Wednesday, October 17, 2007

IAPA: Criminal Violence, Hostile Governments Are Muzzling Hemisphere's Press

IAPA: Criminal Violence, Hostile Governments Are Muzzling Hemisphere's Press

By Mark Fitzgerald

Published: October 17, 2007 11:00 AM ET

MIAMI Organized crime, unpunished assassinations of journalists, and an
increasing number of national leaders hostile to the press are muzzling
freedom of expression throughout the hemisphere, the Inter American
Press Association declared Tuesday.

In a concluding statement for its annual meeting, IAPA accused
Venezuelan President Hugo Chavez as committing the "worst abuses"
against press freedom in the six months since the group last met. IAPA
condemned Chavez specifically for closing the independent Radio Caracas
Television station, and confiscating its 48 repeater stations and
transmitters to establish a government-run channel.

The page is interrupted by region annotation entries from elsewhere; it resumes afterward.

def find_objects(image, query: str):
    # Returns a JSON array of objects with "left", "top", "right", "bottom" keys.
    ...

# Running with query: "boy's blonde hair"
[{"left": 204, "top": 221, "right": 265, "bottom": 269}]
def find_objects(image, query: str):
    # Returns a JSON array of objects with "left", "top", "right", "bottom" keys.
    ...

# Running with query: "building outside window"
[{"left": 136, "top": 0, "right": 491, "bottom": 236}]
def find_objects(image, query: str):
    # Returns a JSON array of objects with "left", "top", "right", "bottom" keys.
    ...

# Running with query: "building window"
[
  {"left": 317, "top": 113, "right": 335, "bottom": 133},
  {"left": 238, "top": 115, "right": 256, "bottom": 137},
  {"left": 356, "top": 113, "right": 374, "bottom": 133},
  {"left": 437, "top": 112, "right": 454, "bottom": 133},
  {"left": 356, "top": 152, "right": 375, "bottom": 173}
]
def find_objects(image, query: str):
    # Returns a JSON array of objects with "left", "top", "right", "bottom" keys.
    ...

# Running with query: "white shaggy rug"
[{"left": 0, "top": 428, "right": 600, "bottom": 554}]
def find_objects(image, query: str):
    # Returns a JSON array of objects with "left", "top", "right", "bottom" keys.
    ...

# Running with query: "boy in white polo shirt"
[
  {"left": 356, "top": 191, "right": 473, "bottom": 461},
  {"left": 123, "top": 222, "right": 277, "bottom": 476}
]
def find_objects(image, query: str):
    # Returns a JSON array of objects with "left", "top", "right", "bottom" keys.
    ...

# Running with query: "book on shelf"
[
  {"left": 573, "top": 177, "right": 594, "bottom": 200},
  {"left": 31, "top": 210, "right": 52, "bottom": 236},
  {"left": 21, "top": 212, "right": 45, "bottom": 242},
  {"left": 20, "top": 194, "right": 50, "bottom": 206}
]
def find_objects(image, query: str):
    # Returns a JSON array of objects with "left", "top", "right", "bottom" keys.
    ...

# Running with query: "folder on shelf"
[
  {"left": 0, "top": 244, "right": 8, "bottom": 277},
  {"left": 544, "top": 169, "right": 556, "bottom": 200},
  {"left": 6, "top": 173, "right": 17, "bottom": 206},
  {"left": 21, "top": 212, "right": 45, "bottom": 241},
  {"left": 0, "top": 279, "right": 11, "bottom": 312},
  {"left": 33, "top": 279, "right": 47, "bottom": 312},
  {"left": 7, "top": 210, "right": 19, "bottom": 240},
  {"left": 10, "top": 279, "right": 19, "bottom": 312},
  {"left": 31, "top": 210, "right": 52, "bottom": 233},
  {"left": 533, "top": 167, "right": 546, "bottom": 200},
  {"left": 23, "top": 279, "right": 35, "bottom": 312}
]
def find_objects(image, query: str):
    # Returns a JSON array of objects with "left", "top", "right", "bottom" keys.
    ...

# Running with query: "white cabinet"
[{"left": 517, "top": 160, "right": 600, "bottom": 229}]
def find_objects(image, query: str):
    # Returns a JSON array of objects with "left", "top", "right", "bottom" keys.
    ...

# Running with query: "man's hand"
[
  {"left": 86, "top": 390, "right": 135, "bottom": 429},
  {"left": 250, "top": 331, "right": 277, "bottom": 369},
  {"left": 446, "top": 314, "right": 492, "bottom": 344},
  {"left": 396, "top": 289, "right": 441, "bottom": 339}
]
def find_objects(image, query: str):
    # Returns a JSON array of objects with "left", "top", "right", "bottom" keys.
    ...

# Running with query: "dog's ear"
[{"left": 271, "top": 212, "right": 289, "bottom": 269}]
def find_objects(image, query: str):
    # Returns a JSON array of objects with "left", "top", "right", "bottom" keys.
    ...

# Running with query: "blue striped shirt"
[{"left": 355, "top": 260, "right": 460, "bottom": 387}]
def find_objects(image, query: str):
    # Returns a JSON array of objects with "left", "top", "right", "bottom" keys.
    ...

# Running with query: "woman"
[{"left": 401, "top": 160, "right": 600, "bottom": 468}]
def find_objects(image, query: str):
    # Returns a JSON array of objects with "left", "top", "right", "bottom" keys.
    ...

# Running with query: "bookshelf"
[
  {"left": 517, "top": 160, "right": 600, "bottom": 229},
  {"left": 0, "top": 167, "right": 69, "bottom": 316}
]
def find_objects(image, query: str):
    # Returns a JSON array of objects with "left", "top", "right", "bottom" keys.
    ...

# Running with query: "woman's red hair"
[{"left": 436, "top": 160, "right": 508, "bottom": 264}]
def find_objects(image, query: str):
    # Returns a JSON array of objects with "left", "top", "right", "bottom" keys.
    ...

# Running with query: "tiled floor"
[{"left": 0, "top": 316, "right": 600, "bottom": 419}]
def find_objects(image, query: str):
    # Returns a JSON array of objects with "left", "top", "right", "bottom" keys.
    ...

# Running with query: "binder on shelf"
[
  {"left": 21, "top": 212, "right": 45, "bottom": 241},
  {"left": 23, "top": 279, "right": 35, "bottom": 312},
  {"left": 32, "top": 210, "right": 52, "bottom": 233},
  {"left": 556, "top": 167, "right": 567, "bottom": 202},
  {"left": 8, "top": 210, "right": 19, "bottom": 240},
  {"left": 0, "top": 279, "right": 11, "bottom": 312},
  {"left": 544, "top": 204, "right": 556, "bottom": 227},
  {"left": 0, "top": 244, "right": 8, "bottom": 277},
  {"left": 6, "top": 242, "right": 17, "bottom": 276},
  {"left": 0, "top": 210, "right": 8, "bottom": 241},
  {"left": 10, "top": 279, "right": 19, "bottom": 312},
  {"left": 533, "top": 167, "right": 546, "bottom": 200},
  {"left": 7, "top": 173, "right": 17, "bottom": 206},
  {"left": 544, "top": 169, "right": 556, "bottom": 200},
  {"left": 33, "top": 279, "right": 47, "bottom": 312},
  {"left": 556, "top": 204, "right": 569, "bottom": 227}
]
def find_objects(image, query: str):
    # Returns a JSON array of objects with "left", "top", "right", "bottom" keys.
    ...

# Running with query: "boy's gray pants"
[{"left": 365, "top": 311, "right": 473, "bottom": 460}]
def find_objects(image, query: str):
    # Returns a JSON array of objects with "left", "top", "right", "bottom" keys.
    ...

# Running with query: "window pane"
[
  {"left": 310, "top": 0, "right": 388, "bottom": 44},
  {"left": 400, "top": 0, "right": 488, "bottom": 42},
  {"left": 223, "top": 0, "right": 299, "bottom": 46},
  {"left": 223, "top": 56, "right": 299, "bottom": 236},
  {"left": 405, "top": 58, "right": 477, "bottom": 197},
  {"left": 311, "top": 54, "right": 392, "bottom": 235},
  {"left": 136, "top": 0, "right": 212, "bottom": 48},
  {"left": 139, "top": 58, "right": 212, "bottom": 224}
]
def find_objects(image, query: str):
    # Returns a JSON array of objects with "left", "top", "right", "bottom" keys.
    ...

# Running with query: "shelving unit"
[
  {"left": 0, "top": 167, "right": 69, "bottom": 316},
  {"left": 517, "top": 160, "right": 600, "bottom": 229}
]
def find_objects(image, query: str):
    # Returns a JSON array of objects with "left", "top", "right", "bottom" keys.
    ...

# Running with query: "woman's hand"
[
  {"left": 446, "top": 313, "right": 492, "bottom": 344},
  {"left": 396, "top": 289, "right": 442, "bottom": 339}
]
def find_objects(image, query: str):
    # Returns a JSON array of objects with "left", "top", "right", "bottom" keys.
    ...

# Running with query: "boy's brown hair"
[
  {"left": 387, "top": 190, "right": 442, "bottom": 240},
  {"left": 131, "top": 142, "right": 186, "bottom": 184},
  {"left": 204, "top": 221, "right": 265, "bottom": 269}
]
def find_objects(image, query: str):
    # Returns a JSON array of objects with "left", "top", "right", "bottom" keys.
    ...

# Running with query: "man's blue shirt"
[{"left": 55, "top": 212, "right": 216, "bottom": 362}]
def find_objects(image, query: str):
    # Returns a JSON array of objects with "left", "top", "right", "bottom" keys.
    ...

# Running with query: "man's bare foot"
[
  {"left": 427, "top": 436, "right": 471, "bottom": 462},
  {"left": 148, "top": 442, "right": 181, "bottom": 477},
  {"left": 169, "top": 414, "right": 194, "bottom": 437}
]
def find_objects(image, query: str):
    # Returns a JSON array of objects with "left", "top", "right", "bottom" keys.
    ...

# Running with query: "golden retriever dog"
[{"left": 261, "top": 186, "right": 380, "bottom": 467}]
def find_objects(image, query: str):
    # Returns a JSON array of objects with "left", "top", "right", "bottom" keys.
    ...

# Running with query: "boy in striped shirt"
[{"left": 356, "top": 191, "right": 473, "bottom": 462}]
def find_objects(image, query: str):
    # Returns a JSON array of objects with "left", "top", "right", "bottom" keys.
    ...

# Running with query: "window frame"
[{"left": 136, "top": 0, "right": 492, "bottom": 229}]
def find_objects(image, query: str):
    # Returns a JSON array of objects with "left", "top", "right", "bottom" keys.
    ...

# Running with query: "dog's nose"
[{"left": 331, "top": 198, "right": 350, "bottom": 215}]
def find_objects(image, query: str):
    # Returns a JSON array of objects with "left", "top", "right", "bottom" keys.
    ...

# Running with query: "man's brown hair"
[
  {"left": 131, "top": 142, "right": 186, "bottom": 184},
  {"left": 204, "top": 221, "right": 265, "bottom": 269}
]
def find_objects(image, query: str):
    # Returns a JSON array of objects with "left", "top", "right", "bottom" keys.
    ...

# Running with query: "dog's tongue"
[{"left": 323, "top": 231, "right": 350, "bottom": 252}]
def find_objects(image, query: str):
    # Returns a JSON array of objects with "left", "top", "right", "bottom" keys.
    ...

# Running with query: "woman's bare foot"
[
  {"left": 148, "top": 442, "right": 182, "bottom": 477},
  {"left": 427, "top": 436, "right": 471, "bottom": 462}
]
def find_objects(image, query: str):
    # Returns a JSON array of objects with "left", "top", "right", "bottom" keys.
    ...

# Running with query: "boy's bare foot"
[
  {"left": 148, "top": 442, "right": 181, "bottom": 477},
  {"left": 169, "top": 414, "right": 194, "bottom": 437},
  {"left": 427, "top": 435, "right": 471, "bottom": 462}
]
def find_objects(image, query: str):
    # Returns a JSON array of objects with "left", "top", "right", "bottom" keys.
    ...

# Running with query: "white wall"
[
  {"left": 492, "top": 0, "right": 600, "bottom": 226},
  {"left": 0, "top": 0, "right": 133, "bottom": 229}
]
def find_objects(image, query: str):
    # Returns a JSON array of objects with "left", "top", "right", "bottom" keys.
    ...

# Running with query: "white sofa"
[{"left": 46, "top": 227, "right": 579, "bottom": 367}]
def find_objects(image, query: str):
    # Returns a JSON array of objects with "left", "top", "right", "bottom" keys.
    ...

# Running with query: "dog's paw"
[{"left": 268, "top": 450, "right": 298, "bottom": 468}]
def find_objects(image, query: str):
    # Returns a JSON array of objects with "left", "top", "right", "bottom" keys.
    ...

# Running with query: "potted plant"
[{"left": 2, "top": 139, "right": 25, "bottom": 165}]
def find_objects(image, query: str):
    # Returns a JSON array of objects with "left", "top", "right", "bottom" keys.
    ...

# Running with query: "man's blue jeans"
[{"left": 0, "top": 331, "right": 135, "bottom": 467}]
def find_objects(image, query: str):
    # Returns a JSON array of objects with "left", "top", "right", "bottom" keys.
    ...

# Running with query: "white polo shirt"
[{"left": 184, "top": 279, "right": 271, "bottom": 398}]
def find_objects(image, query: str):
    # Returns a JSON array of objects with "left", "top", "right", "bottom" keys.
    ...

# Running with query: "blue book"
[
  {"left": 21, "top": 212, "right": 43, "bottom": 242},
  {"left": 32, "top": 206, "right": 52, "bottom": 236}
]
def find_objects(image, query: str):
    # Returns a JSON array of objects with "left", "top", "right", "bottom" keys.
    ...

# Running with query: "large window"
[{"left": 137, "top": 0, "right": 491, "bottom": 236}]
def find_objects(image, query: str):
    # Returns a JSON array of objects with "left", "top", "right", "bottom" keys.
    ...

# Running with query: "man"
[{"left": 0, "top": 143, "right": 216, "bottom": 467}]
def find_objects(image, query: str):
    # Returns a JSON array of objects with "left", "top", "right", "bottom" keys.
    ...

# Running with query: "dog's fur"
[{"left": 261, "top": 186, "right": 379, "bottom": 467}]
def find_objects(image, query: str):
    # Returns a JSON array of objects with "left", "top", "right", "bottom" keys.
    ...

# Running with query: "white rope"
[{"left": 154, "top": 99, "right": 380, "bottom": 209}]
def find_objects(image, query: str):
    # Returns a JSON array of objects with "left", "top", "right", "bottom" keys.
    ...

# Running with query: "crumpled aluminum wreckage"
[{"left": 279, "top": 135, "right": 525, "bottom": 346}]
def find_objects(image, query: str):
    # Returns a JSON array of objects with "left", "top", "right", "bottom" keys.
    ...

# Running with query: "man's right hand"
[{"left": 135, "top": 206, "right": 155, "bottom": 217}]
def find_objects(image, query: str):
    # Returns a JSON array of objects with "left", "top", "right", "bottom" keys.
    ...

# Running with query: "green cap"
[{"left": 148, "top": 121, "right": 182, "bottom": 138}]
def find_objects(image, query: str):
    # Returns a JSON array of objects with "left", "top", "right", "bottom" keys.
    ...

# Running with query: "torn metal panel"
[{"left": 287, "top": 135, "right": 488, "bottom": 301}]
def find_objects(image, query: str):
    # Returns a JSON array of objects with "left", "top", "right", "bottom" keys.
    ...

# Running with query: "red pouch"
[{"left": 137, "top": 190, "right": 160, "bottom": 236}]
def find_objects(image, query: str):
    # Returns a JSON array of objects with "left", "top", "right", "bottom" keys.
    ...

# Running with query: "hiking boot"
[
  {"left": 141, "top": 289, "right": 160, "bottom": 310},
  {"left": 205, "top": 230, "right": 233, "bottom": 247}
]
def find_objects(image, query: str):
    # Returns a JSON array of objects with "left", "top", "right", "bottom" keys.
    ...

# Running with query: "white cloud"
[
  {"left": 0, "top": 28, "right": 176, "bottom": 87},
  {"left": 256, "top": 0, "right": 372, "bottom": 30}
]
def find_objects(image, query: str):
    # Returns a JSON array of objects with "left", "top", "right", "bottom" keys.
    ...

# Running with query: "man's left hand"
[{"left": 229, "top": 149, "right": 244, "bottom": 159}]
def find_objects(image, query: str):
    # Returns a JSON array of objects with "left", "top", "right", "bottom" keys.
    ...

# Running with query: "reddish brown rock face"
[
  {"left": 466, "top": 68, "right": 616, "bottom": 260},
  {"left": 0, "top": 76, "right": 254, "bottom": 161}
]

IAPA noted that in the last six months nine journalists -- including
Oakland (Calif.) Post Editor Chauncey Bailey -- were murdered because of
their work. Three circulation workers for a newspaper in Oaxaca, Mexico,
were also slaughtered, apparently by a local drug trafficking gang
angered by the paper's reporting.

"There are still obstacles to freedom of the press, of information, and
of expression in many hemispheric countries," said the statement adopted
at the General Assembly. "Journalists experience physical and
psychological violence, government harassment, and all kinds of legal
attacks that induce them to censor themselves."

IAPA singled out Mexico as a nation where killers of journalists are
able to act with near-complete impunity.

The Miami-based press freedom group also expressed alarm at the growing
practice of using the allocation of government advertising to punish or
reward newspapers. "The governments of Argentina, Aruba, Ecuador,
Guyana, Mexico, Nicaragua, Uruguay, and Venezuela all use government
advertising as a way to pressure the media," it said.

The IAPA declaration also condemned Cuba, where it notes that 27
independent journalists remain in jail because of their work, several of
them "gravely ill."

"The situation in Cuba is still alarming after 48 years of dictatorship
with no signs of a democratic transition," IAPA said.